"Istri adalah bagian dari tulang rusuk, bukan tulang punggung"
Overview
Seorang istri tentu menghadapi tantangan berat ketika memiliki suami yang menganggur. Meskipun kondisi suami yang menganggur bukan sepenuhnya salah suami, namun bila hal ini tidak terselesaikan dalam jangka waktu relatif lama, maka akan berujung pada keretakan yang mengancam keharmonisan rumah tangga, bahkan bisa menjadi salah satu pemicu perceraian. Berdasarkan data BPS (2022), terdapat total 447.743 kasus perceraian (data BPS yang tersedia hanya mencakup perceraian Muslim) pada tahun 2021.Â
Jumlah tersebut meningkat dibandingkan tahun sebelumnya sebanyak 291.677 kasus. Menurut catatan Direktur Jenderal Hukum Agama Mahkamah Agung (Ditjen Badilag MA), tahun 2021 ada empat faktor utama yang mempengaruhi perceraian: pertengkaran dan perselisihan 36% (176.683 kasus); faktor ekonomi, misal suami yang menganggur atau belum mampu memenuhi kebutuhan ekonomi 14% (71.194 kasus); pergi dari rumah 7% (34.671 kasus); dan kekerasan dalam rumah tangga 0,6% (3.271).

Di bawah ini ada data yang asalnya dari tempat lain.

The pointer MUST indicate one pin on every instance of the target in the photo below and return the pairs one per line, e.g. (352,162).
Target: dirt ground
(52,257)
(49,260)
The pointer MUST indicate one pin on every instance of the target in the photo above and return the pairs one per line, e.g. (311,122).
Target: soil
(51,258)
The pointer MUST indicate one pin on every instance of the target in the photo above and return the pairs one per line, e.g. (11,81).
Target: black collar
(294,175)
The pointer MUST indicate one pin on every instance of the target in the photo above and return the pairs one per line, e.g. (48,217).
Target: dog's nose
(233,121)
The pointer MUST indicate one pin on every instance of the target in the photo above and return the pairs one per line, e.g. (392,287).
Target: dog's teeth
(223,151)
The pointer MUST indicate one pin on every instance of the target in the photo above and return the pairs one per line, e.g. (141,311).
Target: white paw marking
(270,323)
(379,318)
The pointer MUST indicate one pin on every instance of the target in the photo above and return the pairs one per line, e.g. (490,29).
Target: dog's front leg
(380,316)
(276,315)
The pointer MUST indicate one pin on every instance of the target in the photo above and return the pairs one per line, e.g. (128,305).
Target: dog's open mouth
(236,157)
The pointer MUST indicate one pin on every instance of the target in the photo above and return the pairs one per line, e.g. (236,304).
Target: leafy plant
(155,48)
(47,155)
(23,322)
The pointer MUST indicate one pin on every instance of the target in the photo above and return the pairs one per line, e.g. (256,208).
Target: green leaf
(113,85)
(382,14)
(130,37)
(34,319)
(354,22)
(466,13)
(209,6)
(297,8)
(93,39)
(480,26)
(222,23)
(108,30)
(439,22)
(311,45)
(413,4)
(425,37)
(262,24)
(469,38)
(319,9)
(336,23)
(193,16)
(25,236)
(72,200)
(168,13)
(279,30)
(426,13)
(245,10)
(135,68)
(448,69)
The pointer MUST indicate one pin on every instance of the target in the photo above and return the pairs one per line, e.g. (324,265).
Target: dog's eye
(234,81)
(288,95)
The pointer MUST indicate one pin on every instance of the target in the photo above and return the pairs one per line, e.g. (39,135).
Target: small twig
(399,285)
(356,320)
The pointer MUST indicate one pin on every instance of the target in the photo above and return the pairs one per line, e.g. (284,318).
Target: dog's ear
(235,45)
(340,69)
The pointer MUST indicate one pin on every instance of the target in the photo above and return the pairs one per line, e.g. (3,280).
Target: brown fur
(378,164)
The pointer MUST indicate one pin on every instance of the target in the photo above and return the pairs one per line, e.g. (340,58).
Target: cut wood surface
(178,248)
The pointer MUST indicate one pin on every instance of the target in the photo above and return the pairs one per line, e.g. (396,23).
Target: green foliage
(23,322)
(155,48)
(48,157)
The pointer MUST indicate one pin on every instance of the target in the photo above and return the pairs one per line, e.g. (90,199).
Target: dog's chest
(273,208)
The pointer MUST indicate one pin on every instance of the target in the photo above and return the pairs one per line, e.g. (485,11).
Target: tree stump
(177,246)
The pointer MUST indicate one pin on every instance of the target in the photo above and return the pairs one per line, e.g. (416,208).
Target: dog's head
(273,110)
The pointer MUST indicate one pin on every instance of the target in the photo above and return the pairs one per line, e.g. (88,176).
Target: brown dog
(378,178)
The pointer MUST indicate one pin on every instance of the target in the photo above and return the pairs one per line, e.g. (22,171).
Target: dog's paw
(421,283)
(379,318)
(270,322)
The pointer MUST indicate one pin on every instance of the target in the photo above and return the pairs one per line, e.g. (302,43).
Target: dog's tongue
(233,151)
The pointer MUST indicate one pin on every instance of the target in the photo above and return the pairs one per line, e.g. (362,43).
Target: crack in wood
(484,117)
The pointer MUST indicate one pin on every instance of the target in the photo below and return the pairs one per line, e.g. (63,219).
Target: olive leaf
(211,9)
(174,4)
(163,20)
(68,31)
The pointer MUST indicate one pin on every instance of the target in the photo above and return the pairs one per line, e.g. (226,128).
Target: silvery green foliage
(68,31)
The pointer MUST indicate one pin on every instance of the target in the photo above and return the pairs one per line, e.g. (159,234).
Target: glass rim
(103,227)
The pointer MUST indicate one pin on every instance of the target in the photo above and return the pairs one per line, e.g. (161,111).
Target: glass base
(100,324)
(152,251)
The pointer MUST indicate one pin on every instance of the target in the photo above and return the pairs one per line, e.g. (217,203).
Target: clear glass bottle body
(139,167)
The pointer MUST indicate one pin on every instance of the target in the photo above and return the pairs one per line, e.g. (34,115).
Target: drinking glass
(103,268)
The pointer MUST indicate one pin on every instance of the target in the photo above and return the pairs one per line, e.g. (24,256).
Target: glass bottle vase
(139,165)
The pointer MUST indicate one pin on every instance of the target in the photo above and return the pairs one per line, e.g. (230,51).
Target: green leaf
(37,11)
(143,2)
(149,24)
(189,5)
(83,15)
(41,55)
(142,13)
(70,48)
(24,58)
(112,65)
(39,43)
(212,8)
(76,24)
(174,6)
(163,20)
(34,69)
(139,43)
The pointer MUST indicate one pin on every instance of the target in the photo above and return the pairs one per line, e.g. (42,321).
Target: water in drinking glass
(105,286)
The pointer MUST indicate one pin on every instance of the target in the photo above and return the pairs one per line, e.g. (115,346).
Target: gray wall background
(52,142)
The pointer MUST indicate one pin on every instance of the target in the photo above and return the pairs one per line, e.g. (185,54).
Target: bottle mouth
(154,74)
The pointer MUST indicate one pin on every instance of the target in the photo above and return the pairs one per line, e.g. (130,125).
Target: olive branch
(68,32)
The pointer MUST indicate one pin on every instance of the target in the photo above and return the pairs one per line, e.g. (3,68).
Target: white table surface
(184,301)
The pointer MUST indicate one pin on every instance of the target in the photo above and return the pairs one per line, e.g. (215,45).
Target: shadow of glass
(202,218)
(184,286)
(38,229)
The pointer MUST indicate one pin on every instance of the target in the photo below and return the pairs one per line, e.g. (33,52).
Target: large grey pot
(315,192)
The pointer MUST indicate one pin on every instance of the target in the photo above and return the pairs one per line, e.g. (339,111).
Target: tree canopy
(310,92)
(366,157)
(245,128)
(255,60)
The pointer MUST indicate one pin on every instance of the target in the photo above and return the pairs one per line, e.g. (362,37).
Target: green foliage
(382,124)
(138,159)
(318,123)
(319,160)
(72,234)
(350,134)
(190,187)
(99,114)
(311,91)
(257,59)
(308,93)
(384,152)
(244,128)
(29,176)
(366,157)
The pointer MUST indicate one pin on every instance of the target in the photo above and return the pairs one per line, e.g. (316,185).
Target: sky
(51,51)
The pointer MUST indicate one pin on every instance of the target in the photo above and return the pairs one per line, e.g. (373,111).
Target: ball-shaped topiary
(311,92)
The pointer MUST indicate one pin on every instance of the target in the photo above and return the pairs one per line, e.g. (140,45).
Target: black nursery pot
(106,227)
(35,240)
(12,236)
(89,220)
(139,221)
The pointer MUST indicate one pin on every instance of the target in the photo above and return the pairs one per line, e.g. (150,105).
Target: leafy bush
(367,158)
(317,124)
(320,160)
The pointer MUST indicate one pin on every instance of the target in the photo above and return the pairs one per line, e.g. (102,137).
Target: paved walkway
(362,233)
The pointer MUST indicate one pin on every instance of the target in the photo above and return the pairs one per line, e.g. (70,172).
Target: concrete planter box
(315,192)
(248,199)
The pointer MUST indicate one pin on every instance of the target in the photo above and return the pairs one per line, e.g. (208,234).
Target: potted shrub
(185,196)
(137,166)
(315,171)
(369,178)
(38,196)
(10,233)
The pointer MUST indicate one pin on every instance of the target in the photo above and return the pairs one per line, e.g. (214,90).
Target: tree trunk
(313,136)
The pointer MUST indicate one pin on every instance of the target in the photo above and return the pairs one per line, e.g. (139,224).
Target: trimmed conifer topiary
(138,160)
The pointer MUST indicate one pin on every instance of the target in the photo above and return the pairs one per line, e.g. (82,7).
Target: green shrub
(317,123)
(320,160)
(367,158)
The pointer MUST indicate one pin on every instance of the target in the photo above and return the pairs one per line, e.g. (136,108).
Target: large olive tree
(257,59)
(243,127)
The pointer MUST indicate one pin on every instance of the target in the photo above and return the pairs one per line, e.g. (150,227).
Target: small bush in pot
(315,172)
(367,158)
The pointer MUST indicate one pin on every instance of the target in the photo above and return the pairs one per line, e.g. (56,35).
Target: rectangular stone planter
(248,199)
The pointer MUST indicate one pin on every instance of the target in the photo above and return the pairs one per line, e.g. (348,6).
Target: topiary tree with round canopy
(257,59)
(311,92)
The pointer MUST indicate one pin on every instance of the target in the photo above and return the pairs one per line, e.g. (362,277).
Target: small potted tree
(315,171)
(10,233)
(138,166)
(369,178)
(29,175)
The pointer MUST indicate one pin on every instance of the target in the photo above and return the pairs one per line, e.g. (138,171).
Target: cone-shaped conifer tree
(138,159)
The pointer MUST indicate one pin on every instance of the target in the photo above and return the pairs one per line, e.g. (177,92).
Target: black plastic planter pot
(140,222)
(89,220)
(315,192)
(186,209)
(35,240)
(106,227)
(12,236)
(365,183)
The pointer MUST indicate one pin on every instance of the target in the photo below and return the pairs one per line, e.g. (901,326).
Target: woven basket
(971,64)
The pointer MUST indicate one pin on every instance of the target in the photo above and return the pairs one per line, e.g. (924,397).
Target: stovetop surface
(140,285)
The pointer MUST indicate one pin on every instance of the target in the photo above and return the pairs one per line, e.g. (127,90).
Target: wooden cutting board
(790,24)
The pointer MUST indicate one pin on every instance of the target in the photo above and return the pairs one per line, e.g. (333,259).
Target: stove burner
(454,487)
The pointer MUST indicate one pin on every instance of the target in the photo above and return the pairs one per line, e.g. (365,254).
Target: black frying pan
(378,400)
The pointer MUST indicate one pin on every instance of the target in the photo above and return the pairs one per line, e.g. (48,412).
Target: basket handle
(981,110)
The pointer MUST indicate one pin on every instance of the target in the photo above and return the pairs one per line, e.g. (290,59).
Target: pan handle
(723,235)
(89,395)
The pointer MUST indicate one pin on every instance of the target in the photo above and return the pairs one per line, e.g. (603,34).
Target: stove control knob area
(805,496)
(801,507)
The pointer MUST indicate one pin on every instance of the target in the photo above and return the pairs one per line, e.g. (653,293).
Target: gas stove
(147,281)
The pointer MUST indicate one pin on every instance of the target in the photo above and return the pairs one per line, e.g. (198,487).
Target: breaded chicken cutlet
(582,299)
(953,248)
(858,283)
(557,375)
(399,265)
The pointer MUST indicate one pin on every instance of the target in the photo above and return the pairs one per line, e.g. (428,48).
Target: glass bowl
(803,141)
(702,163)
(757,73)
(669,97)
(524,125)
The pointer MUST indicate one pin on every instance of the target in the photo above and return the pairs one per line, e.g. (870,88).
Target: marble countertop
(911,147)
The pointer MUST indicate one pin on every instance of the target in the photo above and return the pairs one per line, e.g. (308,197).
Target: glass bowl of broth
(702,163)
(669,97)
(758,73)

Meskipun suami yang menganggur bukan menjadi satu-satunya faktor pemicu perceraian, namun kondisi tersebut dapat menjadi pemantik pertikaian dalam rumah tangga. Data statistik menunjukkan bahwa suami yang menganggur akan berdampak negatif terhadap kondisi mental anak dan istri.Â
Selain itu, menurut data dari National Institute of Mental Health, istri yang memiliki suami yang menganggur juga lebih rentan terhadap depresi dibandingkan dengan istri yang memiliki suami yang bekerja.
Hal ini dapat terjadi karena istri merasa tidak memiliki kekuatan finansial yang cukup dan tidak merasa memiliki kendali atas keuangan keluarga.
Selain berdampak kepada istri, survei yang dilakukan oleh American Psychological Association juga membuktikan bahwa anak yang memiliki ayah yang menganggur cenderung memiliki tingkat stres yang lebih tinggi dibandingkan dengan anak yang memiliki ayah yang bekerja.Hal ini dapat terjadi karena anak merasa tidak tercukupi atau terlindungi secara finansial dan sosial ketika orangtuanya tidak memiliki pekerjaan yang stabil.
Hal pemicu stres yang ditimbulkan dari suami yang menganggur bisa berupa tekanan dari pihak eksternal maupun internal. Tekanan tersebut tak hanya dirasakan oleh seorang istri, namun juga suami.
Tekanan sosial yang mungkin dihadapi oleh suami yang menganggur adalah:
- Tekanan untuk mencari pekerjaan, tertekan untuk segera mencari pekerjaan baru agar dapat membantu keuangan keluarga dan tidak merasa terbebani.
- Tekanan dari keluarga dan teman, tekanan dari keluarga dan teman yang mungkin merasa khawatir, tidak setuju, atau tidak menyukai kondisi tersebut.
- Tekanan masyarakat, pandangan masyarakat yang mungkin menganggapnya tidak berguna atau tidak produktif.
- Tekanan finansial rumah tangga, tertekan oleh keadaan finansial yang terbatas dan merasa tidak mampu memenuhi kebutuhan keluarga.
- Tekanan diri sendiri (internal), merasa tidak memiliki self-esteem (harga diri) karena merasa tidak dapat memenuhi tanggung jawab sebagai kepala keluarga yang bertugas pencari nafkah.